Der Bericht empfiehlt: Technologische Schutzmechanismen dürfen nicht die legale Nutzung einschränken. Jede Schutzmaßnahme sollte Open Source sein.

Soweit dies durch das Gesetz möglich ist, hat der Schöpfer auf das Copyright und ähnliche oder Leistungsschutzrechte zu seinem Werk verzichtet.

5 Kommentare

  1. 1
    Reinhard Braun

    Vielen Dank für die Arbeit und – die Hoffnung stirbt zuletzt.

  2. 2

    Wir benötigen für unsere Arbeit unbedingt ein modernes, eu-weit harmonisiertes Urheberrecht.
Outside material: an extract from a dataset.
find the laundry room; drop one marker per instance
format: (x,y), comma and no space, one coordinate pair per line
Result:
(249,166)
Darin soll auch geregelt sein, dass Forschungsergebnisse und wissenschaftliche Arbeiten, die mit öffentlichen Mitteln ermöglicht wurden, auch öffentlich und angemessen finanzierbar jedermann zugänglich gemacht werden müssen. Dafür stehe ich mit meinen Erfahrungen aus 30 Jahren Berufs-
    praxis im Bildungsbereich und im Bibliothekswesen ein.

  3. 3

    Ich plädiere für eine Rechtslage die Bibliotheken die Erfüllung ihrer essentiellen Services für unsere Gesellschaft auch in der digitalen Ära ermöglicht.

  4. 4
    Bibliothek Thale

    Eine Reform ist dringend nötig, um dem internationalen Zeitgeist bei Wissenschafts- und Kulturaustausch nicht im Wege zu stehen und sich den gesellschaftlichen Erfordernissen des Austauschens anzupassen.

  5. 5

    Danke für den ausführlichen Bericht!